Introduced by Vladimir Frolov

Contributors: Vladimir Belaeff, Eric Kraus, Edward Lozansky, Vlad Sobell

In a recent column for RIA-Novosti, Fyodor Lukyanov, editor in chief of Russia in Global Affairs Magazine, wrote that continued political gridlock in the EU (over the Greek debt crisis) and in the United States (over raising the national debt ceiling and cutting the budget deficit) are threatening to drag the fragile global economy into a new, deep recession while raising the specter of economic and political chaos across the globe. Is the West turning reckless? What are the geopolitical implications from political gridlock and ideological rigidity in major Western powers that are threatening to destabilize global financial and political order?

“Europe is now grappling with domestic problems, while the euro, the would-be second global reserve currency, has become a giant headache for Europe and the rest of the world. Meanwhile, the United States has shown the main danger of hegemony: political polarization in the dominant country can plunge the entire global economy into a deep crisis. In both the EU and the United States, the problem is essentially political,” Lukyanov writes.

He argues further that politicians in Europe and America are acting recklessly and selfishly, jeopardizing the fragile economic recovery and threatening the established world order based on Western primacy. “Lost in the internal debate in America is the fact that global stability hangs in the balance. But the Americans don't seem terribly concerned about the rest of the world. The current consensus is that it would be better to maintain the current global order for want of a better option. The great paradox is that politicians in America and Western Europe, on whom the future of the world depends, have become the main obstacle to preserving the status quo and a smooth recovery from the crisis.”

“The policies of great powers have repeatedly resulted in catastrophe, especially in the 20th century,” warns Lukyanov.

On the foreign policy front, similar recklessness pervades. The United States and its NATO allies will soon have to decide whether to send in NATO ground troops into Libya to topple the regime of Colonel Muammar Gaddafi. The NATO air war in Libya, undertaken within the ambiguous wording of UNSC Resolution 1973, is stalling and has failed to secure a victory for the anti-Gaddafi’s rebellion.

The West has grossly misjudged the revolutionary riots in the Arab world and has misread the situation in Libya. According to Alexander Rahr of the Berthold Beitz Center for Russia, Ukraine, Belarus and Central Asia, “Few people realized that the events in Libya were not actually a rebellion against the dictator. The Libyan events became the civil war, in which a half of the Libyan population supported Gaddafi. It will be extremely difficult to achieve victory in this situation, and NATO is trying to find a way out.”

NATO appears to have boxed itself in and has set itself up for an epic failure with potentially devastating consequences for global security. It will either destroy the Gaddafi regime, or becomes a laughing stock around the globe. “If the alliance admits that it is unable to do away with Gaddafi, whom everyone at NATO took for a clown, it will be possible to sell NATO for scrap, because the organization would show its inability to establish law and order near its own borders. Who is going to treat NATO seriously after that? That is why the operation will be continued and expanded,” said Rahr.

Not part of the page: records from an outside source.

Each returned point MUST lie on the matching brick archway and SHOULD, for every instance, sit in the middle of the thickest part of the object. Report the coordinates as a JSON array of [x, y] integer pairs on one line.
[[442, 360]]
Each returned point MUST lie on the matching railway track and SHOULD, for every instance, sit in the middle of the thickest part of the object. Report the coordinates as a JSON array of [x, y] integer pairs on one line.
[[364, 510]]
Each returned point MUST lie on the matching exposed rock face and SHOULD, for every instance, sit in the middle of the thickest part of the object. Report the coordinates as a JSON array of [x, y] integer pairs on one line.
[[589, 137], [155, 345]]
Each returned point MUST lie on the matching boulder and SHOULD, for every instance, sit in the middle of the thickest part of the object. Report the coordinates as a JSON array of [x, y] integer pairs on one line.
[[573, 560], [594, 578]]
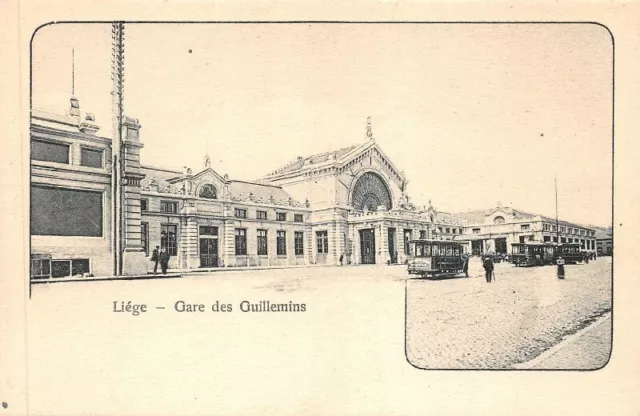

Yet, in Washington President Barack Obama does not have congressional authorization to send ground troops into Libya, and under the current circumstances it is hard to imagine him getting one even though the future of NATO might be at stake.

Is the West turning reckless? What are the geopolitical implications from political gridlock and ideological rigidity in major Western powers that are putting at risk global financial and political stability? How could Western politicians be so lacking in strategic vision and so selfish in their search for quick fixes to domestic problems? Are there new indispensable and responsible global powers on the horizon, like China or Russia? Could they fill the strategic void that is being created by the West? Are there leaders in Russia and China who could rise up to the challenge?

Eric Kraus, Moscow-based Fund Manager and Author of Truth and Beauty (Russian Finance)

In one of the most unintentionally funny footnotes to the fall of the Soviet communist system, Francis Fukayama foresaw the “End of History.” Needless to say, history shrugged off the news of its own demise – indeed, as long as men crave material advancement, power and dominance over their neighbors, history has some very good years ahead!

There is no arguing that history advances in waves – that there is an underlying logic to the seemingly random variability; however banal it may now sound (ten years ago, it seemed quite revolutionary!) we are now entering the New Chinese Century. As a corollary to it, the West is clearly condemned to at least a relative decline.

What is most striking is that, when societies feel the icy wind of history turning against them, rather than struggling to reverse or delay the inevitable, they act as if they subconsciously wished to accelerate the process.

Thus, having delayed the inevitable decline in living standards and the ability to finance foreign military adventures, the Western countries indulged in a 20-year period of leveraged growth, with increasing quantities of credit creation supporting gradually declining rates of economic growth.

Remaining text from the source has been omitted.